A deeper problem, though, is that it's very hard to hide Hibernate behind a DAO. Hibernate is very powerful and exerts an influence on the application even if the Session interface is not visible.

One major difference between Hiberante and an alternative data access strategy such as JDBC is that Hibernate automatically persists changes to objects back to the database when the application--or the container--commits the transaction. JDBC doesn't do that; the application must invoke save methods on the DAO in order to persist changes. So right away, the fact that the DAO is implemented using Hibernate influences the design of the calling code: the callers don't have to explicitly save anything.

Also, objects returned from Hibernate DAOs may be full of lazy-loading proxies that may trigger additional database queries as they are touched by the application. Objects returned from a JDBC DAO definitely don't do that (unless you go to great trouble to implement your own lazy-loading scheme). I realize that the DAO methods could be written to initialize any proxies that were needed by the caller, but now the DAO has to know what the caller wants, and there may need to be multiple versions of the same method, each of which initializes different proxies.

In fact, it's possible to design Hibernate DAOs so that they acted like JDBC DAOs, by initializing proxies and by disconnecting objects from the session before returning them and forcing the application to pass any updated objects to a save method, but what would be the point? You'd have a Hibernate DAO that stripped the application of much of the benefit of using Hibernate in the first place. On the other hand, if you're going to let the application take advantage of Hibernate, then what's the point of hiding Hibernate behind the DAO interfaces? All you're doing is forcing your application to use something less powerful than the Hibernate Session interface and writing a lot of extra code.

Here's my disruptive thought. I think that the Hibernate Session is the ultimate DAO. It does exactly what you'd think a DAO should do: you tell it what objects you need, and it returns them. That's exactly what a JDBC DAO that you might write yourself does. Your application doesn't want to deal with Connections and PreparedStatements and ResultSets, but it does want the business objects, and that's what your JDBC DAO does, convert those ugly JDBC objects into business objects. After you've written a few dozen JDBC DAO objects, you may start thinking that what you really want is one DAO that can give you anything you need, so you don't have to write more JDBC code whenever you add more business objects. That ultimate DAO is the Hibernate Session.

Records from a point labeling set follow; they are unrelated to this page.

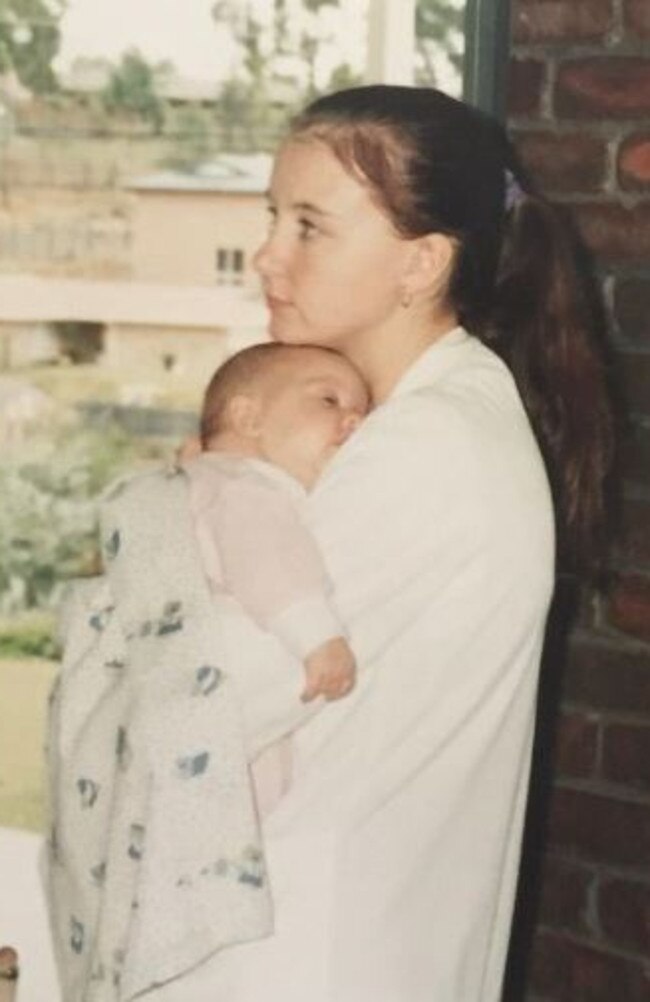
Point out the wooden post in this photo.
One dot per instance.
(391, 41)
(8, 974)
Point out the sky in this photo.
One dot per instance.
(180, 30)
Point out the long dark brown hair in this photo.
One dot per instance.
(436, 164)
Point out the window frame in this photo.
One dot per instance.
(487, 47)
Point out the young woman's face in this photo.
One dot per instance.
(333, 263)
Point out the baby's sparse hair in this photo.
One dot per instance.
(240, 373)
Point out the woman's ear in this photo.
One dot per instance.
(430, 265)
(243, 415)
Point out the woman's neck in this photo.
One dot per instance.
(386, 355)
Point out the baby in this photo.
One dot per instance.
(272, 416)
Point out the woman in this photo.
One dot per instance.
(402, 235)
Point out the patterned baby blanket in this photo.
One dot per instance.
(154, 860)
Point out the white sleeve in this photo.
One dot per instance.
(271, 564)
(379, 514)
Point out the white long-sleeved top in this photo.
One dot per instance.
(394, 857)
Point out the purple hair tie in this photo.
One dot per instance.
(514, 191)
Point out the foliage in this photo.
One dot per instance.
(29, 41)
(342, 77)
(48, 529)
(439, 27)
(79, 343)
(192, 138)
(131, 90)
(29, 635)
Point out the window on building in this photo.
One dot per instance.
(229, 263)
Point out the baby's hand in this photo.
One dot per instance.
(331, 670)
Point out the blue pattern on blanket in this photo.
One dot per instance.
(144, 727)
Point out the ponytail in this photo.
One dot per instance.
(543, 328)
(439, 165)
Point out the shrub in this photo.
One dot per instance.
(48, 518)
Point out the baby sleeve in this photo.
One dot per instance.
(271, 564)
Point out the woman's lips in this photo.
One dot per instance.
(274, 303)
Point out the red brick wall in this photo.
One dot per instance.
(579, 107)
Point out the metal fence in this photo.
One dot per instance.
(140, 421)
(62, 241)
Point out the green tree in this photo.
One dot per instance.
(131, 90)
(29, 41)
(192, 138)
(342, 77)
(439, 27)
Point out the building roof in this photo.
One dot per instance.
(233, 172)
(30, 299)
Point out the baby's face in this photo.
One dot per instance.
(309, 411)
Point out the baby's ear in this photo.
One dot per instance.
(244, 415)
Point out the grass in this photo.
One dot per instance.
(28, 634)
(24, 686)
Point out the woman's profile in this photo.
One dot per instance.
(404, 234)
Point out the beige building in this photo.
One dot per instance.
(144, 329)
(203, 226)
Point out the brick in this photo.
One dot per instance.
(556, 21)
(635, 455)
(566, 971)
(624, 909)
(632, 370)
(629, 606)
(636, 17)
(632, 310)
(526, 79)
(614, 232)
(576, 744)
(626, 755)
(599, 829)
(633, 165)
(614, 87)
(607, 677)
(565, 162)
(564, 898)
(634, 544)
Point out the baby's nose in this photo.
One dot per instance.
(349, 423)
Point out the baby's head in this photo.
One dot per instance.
(290, 405)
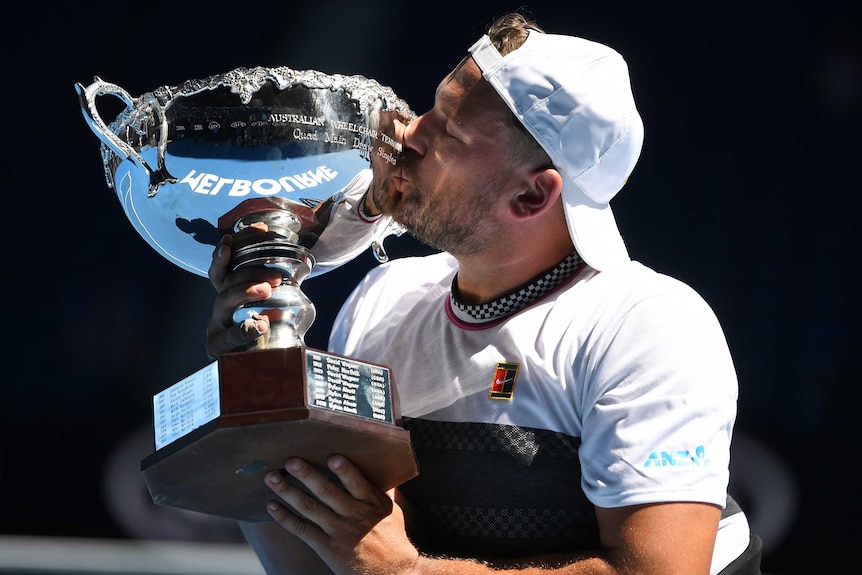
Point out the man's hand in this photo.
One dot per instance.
(386, 160)
(235, 288)
(354, 529)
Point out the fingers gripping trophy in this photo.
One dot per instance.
(278, 158)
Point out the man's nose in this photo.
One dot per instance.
(415, 135)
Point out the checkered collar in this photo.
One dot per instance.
(517, 300)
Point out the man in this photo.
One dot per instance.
(571, 409)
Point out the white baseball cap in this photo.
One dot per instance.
(574, 96)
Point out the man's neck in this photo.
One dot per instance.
(486, 277)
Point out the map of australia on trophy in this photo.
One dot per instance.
(288, 149)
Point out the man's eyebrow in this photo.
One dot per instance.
(455, 71)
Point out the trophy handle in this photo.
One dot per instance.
(87, 97)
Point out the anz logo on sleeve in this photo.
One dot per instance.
(678, 458)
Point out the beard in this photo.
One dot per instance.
(459, 222)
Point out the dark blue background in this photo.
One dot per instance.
(746, 189)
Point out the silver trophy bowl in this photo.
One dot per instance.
(258, 145)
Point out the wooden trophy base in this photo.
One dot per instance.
(269, 405)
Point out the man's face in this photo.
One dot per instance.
(448, 185)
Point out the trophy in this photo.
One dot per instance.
(276, 151)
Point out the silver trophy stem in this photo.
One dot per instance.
(289, 310)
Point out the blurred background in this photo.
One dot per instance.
(747, 190)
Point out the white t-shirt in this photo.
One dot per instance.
(628, 368)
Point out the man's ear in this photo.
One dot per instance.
(542, 191)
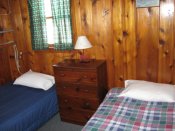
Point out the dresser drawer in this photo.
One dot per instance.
(77, 90)
(76, 76)
(75, 116)
(78, 103)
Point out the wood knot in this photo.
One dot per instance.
(166, 52)
(121, 78)
(162, 30)
(119, 41)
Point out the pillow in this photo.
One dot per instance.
(148, 91)
(35, 80)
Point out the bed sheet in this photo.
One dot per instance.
(127, 114)
(25, 109)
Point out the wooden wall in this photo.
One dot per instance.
(137, 43)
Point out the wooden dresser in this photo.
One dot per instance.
(81, 87)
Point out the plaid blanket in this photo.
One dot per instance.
(126, 114)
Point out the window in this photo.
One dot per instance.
(50, 22)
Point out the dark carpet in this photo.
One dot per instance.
(55, 124)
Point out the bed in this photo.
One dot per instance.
(128, 114)
(25, 109)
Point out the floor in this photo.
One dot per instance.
(55, 124)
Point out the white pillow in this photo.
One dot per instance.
(149, 91)
(35, 80)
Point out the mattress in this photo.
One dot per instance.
(127, 114)
(25, 109)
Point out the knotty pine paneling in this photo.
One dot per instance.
(147, 43)
(166, 40)
(137, 43)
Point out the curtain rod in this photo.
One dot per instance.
(6, 43)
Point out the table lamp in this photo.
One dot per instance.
(82, 44)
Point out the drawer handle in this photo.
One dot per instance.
(62, 75)
(77, 89)
(66, 101)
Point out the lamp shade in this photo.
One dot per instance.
(82, 43)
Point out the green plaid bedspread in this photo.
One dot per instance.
(126, 114)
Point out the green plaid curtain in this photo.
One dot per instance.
(38, 24)
(62, 24)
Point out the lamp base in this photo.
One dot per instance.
(84, 59)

I can think of a couple of other arguments against using Hibernate straight, without DAOs, but I don't think that they are very compelling. Someone will undoubtedly mention that DAOs can be mocked. True, but you can also mock the Session interface. Another argument might be that the DAOs restrict database access patterns to those that have been optimized through the use of indexes or whatever. I suppose whether or not that's a good argument depends on who is going to use your DAOs. If it's yourself, then you can probably trust yourself to use the database properly. If it's another group of people who are not the regular application developers, then I suggest that you probably want to expose some kind of service interface to those folks instead of giving them your DAOs.

I've pretty much convinced myself that wrapping Hibernate in another DAO layer is a waste of effort, but I've not yet put my idea to the test. I'll give it a try over the next few days and write about my experiences.